Cook County hospitals cut overtime
Friday, July 01, 2005
by Jonathan Lipman
Understaffed Stroger Hospital and other Cook County health facilities will need less overtime this year than in previous years, health bureau chief Daniel Winship said Thursday.
Winship requested the county board move about $15 million to his overtime budget at the county's annual mid-year budget adjustment meeting Thursday. The money comes from unspent funds set aside to pay regular wages.
Overall, Winship said the county's health services will spend about $38 million in overtime this year, down from about $56 million last year.
Winship said it's a result of policies he and the county board have adopted to reduce overtime costs.
Winship must personally approve all overtime in advance. He said he's only allowed it mostly for nurses and pharmacy staff, which are hard hit because the county has been unable to hire enough people.
"Since we put our rules in place, we've clamped down significantly," Winship said. He said overtime spending is down about 20 percent so far this year.
Winship and budget director Donna Dunnings earned rare praise from administration critic Mike Quigley (D-Chicago), who has complained repeatedly about the budget adjustment process.

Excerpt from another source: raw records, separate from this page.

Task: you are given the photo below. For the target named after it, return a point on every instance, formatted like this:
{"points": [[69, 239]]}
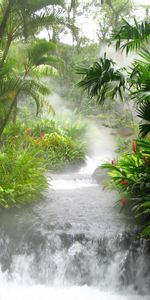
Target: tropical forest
{"points": [[74, 149]]}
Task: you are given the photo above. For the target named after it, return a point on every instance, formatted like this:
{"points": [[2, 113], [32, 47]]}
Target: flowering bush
{"points": [[130, 175]]}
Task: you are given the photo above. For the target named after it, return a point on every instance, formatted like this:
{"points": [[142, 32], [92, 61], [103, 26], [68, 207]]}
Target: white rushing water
{"points": [[74, 245]]}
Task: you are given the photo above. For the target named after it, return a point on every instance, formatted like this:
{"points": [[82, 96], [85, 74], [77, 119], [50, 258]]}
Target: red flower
{"points": [[42, 135], [113, 162], [145, 159], [29, 131], [124, 182], [134, 147], [124, 201]]}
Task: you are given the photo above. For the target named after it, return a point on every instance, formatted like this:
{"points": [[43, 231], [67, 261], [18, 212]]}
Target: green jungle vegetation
{"points": [[36, 65]]}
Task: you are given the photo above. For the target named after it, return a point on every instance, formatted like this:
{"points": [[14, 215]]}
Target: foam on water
{"points": [[39, 292]]}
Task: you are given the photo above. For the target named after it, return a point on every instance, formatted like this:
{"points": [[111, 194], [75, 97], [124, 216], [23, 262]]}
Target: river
{"points": [[73, 245]]}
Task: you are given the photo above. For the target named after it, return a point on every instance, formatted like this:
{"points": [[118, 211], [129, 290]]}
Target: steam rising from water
{"points": [[121, 59]]}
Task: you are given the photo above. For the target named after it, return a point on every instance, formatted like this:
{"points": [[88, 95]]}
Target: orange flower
{"points": [[124, 182], [134, 147], [124, 201]]}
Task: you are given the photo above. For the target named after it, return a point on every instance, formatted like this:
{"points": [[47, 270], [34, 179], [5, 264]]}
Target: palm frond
{"points": [[132, 37], [101, 80], [143, 112], [38, 49], [45, 70]]}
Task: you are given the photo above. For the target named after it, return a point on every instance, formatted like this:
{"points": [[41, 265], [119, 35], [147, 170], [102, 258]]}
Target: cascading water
{"points": [[72, 246]]}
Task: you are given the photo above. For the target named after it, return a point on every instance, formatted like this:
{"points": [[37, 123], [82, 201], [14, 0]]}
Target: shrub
{"points": [[130, 175], [22, 176], [60, 151]]}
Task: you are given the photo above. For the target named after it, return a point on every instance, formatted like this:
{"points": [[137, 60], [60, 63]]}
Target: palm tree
{"points": [[132, 37], [101, 80], [26, 80]]}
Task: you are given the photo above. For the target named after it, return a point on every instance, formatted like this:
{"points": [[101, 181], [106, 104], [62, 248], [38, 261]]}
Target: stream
{"points": [[73, 245]]}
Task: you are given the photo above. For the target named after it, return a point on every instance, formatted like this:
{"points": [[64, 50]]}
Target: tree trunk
{"points": [[5, 121], [5, 19], [5, 52]]}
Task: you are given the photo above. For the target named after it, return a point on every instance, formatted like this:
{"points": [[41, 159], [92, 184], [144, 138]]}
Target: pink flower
{"points": [[124, 182], [29, 131], [113, 162], [124, 201], [134, 147]]}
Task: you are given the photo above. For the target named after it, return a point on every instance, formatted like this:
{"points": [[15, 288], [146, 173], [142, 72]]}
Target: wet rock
{"points": [[100, 175]]}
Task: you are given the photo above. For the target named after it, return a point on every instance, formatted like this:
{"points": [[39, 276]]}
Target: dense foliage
{"points": [[26, 154], [130, 172], [130, 175]]}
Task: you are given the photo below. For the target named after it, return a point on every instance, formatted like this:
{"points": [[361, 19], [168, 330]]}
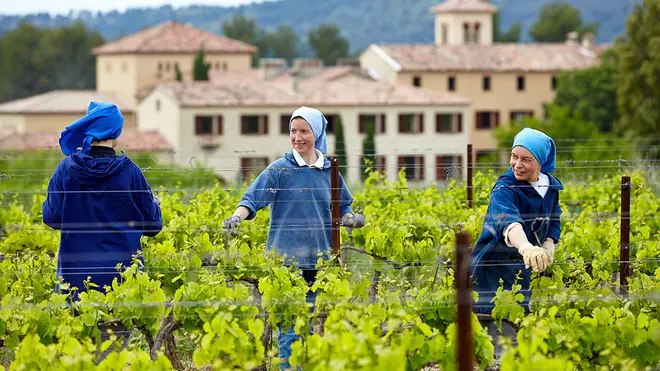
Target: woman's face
{"points": [[524, 165], [302, 136]]}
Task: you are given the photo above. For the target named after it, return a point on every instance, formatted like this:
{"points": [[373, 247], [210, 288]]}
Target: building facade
{"points": [[503, 81], [153, 55], [239, 128]]}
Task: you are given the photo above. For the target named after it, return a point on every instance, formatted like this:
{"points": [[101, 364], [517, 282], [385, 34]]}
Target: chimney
{"points": [[572, 38], [271, 67], [588, 40], [306, 67]]}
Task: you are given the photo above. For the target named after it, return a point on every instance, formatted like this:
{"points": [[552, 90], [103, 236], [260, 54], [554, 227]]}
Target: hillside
{"points": [[363, 22]]}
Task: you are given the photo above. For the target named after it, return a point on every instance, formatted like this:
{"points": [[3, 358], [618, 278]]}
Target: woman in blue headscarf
{"points": [[298, 228], [522, 224], [101, 202]]}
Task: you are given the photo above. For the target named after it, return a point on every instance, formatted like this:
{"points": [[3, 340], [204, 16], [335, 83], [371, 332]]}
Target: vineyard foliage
{"points": [[203, 298]]}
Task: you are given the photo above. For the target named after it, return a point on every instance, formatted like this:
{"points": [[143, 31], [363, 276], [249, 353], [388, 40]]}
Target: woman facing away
{"points": [[298, 189], [522, 225]]}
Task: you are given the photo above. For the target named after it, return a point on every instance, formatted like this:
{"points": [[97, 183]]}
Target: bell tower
{"points": [[461, 22]]}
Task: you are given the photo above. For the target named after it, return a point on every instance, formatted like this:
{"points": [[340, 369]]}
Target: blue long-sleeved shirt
{"points": [[512, 201], [103, 205], [300, 216]]}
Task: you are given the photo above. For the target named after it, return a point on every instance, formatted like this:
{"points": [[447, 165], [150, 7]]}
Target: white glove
{"points": [[534, 257], [549, 248]]}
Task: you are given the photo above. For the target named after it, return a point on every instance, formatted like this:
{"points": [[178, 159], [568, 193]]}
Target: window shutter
{"points": [[220, 125], [421, 167], [383, 126], [244, 125], [460, 123], [199, 125], [421, 122]]}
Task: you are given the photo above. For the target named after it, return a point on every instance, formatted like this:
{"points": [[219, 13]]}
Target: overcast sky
{"points": [[63, 6]]}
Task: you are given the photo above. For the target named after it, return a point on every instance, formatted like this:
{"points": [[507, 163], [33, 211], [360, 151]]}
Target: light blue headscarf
{"points": [[541, 146], [317, 122], [103, 121]]}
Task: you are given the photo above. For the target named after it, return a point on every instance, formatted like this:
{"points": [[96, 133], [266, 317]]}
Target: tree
{"points": [[283, 43], [556, 20], [32, 61], [200, 68], [510, 36], [328, 44], [340, 146], [369, 147], [177, 72], [639, 74], [591, 93], [576, 139]]}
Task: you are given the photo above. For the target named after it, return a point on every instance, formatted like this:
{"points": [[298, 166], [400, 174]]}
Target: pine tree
{"points": [[369, 148], [177, 72], [201, 69], [340, 147]]}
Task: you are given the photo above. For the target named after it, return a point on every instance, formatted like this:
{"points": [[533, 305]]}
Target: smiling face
{"points": [[524, 165], [302, 136]]}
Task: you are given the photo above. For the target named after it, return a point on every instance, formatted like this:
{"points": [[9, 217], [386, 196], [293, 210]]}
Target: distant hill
{"points": [[362, 21]]}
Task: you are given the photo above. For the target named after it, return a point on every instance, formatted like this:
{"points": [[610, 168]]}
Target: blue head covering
{"points": [[103, 121], [541, 146], [317, 122]]}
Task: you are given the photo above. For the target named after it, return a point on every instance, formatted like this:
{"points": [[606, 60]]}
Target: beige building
{"points": [[151, 56], [53, 111], [237, 123], [504, 81]]}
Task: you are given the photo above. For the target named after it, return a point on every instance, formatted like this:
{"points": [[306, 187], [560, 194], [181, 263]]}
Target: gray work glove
{"points": [[354, 221], [232, 222]]}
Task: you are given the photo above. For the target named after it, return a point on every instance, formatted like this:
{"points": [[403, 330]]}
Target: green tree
{"points": [[328, 44], [510, 36], [282, 43], [577, 140], [556, 20], [32, 60], [177, 72], [369, 147], [340, 146], [639, 74], [200, 67], [591, 92]]}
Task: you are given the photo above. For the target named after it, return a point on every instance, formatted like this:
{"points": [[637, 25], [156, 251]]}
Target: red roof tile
{"points": [[491, 58], [173, 37], [130, 140]]}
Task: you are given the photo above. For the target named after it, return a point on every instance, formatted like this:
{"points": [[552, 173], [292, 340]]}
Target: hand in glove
{"points": [[549, 247], [232, 222], [534, 257], [353, 221]]}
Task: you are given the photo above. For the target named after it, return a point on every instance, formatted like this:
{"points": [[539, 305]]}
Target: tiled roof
{"points": [[349, 91], [492, 58], [130, 140], [173, 37], [464, 6], [252, 76], [64, 101]]}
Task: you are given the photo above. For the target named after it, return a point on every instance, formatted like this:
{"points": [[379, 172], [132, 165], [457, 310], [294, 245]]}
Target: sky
{"points": [[63, 6]]}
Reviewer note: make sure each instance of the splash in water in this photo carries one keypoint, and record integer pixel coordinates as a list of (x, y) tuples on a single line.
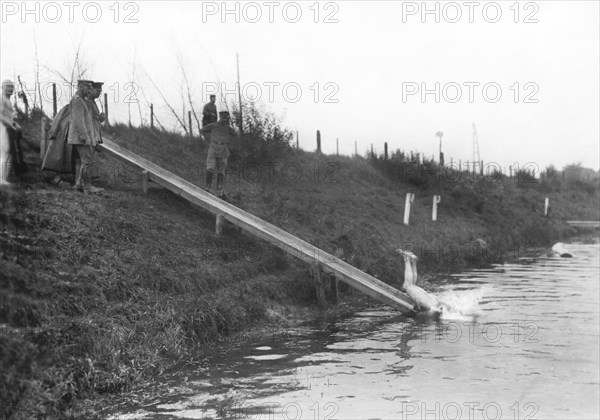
[(461, 305), (454, 305)]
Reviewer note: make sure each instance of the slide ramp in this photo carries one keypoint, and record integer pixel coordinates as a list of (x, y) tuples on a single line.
[(266, 231)]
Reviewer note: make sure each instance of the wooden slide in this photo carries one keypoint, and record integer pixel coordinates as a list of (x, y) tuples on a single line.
[(264, 230)]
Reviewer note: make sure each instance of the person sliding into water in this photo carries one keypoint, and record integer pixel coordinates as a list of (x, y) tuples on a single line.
[(423, 300)]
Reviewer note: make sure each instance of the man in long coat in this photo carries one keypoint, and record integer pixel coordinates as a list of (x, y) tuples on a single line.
[(84, 137)]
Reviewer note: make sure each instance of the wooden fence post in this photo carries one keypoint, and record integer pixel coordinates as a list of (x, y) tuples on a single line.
[(410, 197), (54, 100), (318, 141), (219, 225), (436, 200), (42, 140), (145, 181), (106, 109), (320, 288)]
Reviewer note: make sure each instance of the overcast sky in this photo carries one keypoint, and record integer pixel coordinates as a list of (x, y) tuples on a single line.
[(526, 73)]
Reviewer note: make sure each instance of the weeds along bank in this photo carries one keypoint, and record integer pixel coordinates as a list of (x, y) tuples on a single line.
[(101, 292)]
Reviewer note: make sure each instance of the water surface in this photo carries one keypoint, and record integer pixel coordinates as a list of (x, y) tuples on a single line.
[(532, 352)]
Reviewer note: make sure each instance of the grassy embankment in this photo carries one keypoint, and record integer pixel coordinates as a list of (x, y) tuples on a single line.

Winship acknowledged Thursday that in previous years the county has always budgeted more money than it expected to spend on wages. Although Winship said all positions included in the budget are needed, they are never all filled. Hundreds of positions are left vacant at Stroger Hospital every year.
Overtime is needed to pick up the slack, which is why the county moves millions into the overtime budget every year.
Quigley has called that dishonest budgeting, saying the number of employees actually needed is inflated while the amount of overtime needed is hidden.
But Winship said he's trying to "reduce that practice" of budgeting this year and eliminate it as he plans the 2006 budget.
"I want to thank you and the budget staff ... because the transfers are down," Quigley said. "You deserve a lot of credit."